Just in case we start thinking that the Internet and the modern age have changed everything, consider the Greek historian Herodotus’s description* of Mesopotamian medicine more than 2,400 years ago:
The following custom seems to me the wisest of [the Babylonians’] institutions…. They have no physicians, but when a man is ill, they lay him in the public square, and the passers-by come up to him, and if they have ever had his disease themselves or have known any one who has suffered from it, they give him advice, recommending him to do whatever they found good in their own case, or in the case known to them; and no one is allowed to pass the sick man in silence without asking him what his ailment is.
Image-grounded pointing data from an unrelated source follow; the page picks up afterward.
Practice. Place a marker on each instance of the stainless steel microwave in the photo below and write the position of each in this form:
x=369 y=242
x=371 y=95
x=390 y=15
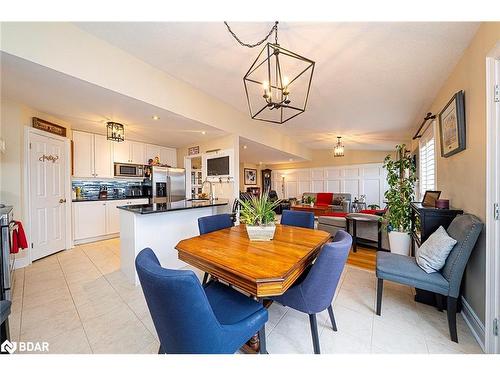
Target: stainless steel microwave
x=129 y=170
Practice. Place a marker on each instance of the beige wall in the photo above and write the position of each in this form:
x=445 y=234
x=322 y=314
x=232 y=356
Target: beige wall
x=76 y=53
x=462 y=177
x=14 y=118
x=324 y=158
x=224 y=190
x=258 y=167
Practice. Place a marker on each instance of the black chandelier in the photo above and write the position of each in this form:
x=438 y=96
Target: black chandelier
x=116 y=132
x=338 y=150
x=277 y=84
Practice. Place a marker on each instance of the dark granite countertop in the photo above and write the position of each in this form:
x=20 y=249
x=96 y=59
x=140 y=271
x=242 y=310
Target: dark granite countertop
x=95 y=199
x=174 y=206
[Book 1 (Clio), Section 197]
But that wasn’t the only model. Many pages later, he presents the specialists of Alexandria:
Medicine is practiced among [the Egyptians] on a plan of separation; each physician treats a single disorder, and no more: thus the country swarms with medical practitioners, some undertaking to cure diseases of the eye, others of the head, others again of the teeth, others of the intestines, and some those which are not local.
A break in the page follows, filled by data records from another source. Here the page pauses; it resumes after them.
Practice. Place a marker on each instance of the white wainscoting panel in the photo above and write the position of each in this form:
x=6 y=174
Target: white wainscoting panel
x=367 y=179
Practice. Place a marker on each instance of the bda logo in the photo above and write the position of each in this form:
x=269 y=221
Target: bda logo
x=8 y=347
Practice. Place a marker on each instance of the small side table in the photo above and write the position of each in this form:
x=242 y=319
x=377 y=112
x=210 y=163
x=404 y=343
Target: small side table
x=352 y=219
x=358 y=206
[Book 2 (Euterpe), Section 84]
The urge among the sick to seek their neighbors’ advice, and the neighbors’ compulsion for giving it, is as fundamentally human as accessorizing…or the urge to specialize.
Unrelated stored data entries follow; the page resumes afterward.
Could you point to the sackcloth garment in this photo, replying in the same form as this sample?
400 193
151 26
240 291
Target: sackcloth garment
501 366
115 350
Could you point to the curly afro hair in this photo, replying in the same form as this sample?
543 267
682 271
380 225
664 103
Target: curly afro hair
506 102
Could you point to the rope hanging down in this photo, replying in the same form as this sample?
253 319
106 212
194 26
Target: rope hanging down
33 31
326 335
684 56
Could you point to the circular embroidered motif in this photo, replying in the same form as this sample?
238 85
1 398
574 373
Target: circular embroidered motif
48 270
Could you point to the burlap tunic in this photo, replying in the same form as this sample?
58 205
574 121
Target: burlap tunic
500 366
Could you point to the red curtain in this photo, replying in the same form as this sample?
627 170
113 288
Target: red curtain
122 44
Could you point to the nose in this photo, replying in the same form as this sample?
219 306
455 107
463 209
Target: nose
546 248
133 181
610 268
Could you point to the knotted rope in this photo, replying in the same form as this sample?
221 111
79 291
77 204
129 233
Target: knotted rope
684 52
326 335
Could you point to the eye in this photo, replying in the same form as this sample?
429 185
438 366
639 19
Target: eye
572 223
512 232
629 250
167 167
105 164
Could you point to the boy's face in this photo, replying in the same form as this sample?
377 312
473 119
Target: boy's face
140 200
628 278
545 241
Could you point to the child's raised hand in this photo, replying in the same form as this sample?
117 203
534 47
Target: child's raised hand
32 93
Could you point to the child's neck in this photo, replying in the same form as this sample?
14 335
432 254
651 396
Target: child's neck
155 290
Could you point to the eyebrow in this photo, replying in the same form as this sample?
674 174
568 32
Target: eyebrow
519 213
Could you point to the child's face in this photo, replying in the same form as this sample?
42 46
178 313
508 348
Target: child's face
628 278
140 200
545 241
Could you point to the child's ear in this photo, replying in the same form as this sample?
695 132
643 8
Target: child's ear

The point, I suppose, is that caring for the ailing is a social function, and social media—like all tools—extend human reach without really affecting human intention. The patient-empowering online exchanges that tempt and bedevil us simply amplify voices and opinions we might have heard in Babylon two and a half millennia ago. Understand the human processes first; then try to master the media that carry them.
There’s a caveat here: the “shape”—the fractal dimension—of a social network can change it qualitatively. If it’s still available, take a look at Santa Fe Institute physicist Geoffrey West’s TED talk** on how the fractal dimension of social networks determines the creativity, wealth, growth, and atrophy of cities and corporations. Companies are hierarchical; cities just are. They have different network structures and different patterns of growth. Cities become more creative and (like living organisms) more efficient as they grow; companies simply become more efficient. Cities—like Alexandria—can live for thousands of years; companies (and states like Babylon), cannot. Chaotic humanity and unruly human customs endure; restricted governing structures do not. Fascinating.
*Herodotus, The Histories. George Rawlinson, trans. The Internet Classics Archive, classics.mit.edu//Herodotus/history.html. tinyurl.com/c4t47oo. **www.ted.com/talks/geoffrey_west_the_surprising_math_of_cities_and_corporations.html. tinyurl.com/3hln4dk.